Suara subtil nan berasal dari program televisi membuat isak tangis seorang wanodya terdengar di rungu Misaki Mario. Taruna yang kerap dipanggil Lao itu menggeleng heran kepada Hana nan mana sedang menangis karena menonton drama romansa melankolis. Maira hanya mampu terkekeh sembari memerhatikan dua manusia nan tengah menghabiskan malam bersama. Lalu, tanpa merasa bersalah, sang adiratna menghapus luruhan air matanya dengan kaus lengan Lao. Respons taruna tersebut hanya hela napas.

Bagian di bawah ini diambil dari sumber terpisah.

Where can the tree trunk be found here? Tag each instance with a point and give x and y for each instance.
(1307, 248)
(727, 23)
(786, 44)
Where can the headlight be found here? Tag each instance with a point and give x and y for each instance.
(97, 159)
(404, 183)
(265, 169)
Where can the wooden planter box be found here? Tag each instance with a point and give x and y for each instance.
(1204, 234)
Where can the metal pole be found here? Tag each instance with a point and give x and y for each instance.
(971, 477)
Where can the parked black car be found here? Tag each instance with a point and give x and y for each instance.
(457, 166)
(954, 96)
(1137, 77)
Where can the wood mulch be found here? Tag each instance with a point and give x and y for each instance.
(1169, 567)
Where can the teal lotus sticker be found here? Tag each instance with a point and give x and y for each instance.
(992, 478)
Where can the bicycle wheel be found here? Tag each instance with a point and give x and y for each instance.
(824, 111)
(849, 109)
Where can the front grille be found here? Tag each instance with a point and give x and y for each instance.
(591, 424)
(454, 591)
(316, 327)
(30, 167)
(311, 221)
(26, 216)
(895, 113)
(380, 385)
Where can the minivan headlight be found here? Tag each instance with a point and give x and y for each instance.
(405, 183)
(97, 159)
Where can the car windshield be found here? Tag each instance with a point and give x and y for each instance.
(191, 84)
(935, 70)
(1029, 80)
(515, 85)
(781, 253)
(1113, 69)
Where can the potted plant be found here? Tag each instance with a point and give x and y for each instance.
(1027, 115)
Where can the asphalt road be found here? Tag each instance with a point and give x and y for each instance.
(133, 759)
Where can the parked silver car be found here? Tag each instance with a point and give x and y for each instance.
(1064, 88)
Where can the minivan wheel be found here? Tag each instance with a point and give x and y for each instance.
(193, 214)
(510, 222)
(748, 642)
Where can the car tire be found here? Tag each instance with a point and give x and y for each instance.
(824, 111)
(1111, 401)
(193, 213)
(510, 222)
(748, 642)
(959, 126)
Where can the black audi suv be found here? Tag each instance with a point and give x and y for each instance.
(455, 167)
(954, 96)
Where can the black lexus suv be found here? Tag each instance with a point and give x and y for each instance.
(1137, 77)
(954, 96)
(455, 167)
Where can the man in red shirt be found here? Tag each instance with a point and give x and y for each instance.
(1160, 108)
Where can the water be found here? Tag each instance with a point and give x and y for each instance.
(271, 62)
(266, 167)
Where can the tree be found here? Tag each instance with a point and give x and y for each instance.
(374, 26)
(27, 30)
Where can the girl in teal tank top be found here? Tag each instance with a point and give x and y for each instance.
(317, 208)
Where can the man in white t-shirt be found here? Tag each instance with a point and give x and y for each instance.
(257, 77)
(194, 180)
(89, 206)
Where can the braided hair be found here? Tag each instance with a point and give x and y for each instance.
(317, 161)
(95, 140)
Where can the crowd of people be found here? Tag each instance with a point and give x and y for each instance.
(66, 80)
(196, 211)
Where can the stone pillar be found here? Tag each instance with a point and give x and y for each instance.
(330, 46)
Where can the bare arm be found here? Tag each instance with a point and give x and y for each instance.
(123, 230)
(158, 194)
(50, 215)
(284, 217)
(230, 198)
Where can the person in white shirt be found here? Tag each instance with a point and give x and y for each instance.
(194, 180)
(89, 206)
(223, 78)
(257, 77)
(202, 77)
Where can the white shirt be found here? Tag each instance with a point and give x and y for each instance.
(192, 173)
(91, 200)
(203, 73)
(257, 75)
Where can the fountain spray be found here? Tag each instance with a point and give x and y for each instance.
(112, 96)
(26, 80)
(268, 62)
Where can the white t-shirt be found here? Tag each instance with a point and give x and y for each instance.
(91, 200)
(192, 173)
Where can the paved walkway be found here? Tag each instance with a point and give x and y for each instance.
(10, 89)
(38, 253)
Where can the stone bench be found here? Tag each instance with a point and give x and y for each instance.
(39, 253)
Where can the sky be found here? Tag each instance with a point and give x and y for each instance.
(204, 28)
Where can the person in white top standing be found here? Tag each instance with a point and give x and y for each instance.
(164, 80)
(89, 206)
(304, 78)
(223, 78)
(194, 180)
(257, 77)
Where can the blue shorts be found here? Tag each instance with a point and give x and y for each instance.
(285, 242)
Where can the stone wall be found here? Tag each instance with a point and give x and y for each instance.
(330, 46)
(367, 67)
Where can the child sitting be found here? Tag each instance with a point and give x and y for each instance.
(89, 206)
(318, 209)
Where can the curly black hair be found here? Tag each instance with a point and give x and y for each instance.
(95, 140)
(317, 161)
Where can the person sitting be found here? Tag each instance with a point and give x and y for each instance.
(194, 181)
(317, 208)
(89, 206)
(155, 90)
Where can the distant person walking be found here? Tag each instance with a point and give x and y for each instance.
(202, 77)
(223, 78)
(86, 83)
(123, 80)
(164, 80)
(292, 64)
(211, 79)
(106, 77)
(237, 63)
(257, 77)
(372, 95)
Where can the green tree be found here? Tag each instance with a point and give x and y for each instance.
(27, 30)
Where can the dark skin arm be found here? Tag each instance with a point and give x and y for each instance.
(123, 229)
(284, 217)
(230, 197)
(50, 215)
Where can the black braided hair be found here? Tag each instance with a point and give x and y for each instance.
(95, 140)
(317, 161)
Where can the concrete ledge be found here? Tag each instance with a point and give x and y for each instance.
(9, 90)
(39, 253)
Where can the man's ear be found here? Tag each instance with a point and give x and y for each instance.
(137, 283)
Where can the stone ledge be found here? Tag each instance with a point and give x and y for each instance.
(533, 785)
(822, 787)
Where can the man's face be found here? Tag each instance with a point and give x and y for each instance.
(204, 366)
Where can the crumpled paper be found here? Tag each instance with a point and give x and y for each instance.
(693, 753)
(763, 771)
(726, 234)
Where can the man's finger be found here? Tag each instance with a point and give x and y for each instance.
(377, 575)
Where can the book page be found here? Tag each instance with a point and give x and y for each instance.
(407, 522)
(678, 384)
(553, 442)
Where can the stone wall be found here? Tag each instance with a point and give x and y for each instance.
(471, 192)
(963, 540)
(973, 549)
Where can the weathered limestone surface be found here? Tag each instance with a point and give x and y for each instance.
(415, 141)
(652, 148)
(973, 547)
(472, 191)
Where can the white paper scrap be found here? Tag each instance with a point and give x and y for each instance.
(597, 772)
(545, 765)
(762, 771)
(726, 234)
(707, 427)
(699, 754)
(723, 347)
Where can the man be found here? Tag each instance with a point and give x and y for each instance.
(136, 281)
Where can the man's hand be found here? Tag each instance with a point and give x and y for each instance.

Terhitung sudah empat bulan Hana menetap di panti asuhan ini, entah mengapa Lao harus dibuat sabar akan kelakuan sang puan nan cukup meresahkan. Contohnya saja Hana dengan polosnya memecahkan jendela panti asuhan tatkala bermain bola bersama beberapa bocah yang sama-sama membuatnya resah. Padahal Lao pikir, Hana dulu tidaklah ekspresif. Ah, jelasnya Kamizono Hana yang dahulu bisa dikatakan lumayan pendiam walaupun kadang wanodya cebol tersebut sering menantang orang untuk berkelahi.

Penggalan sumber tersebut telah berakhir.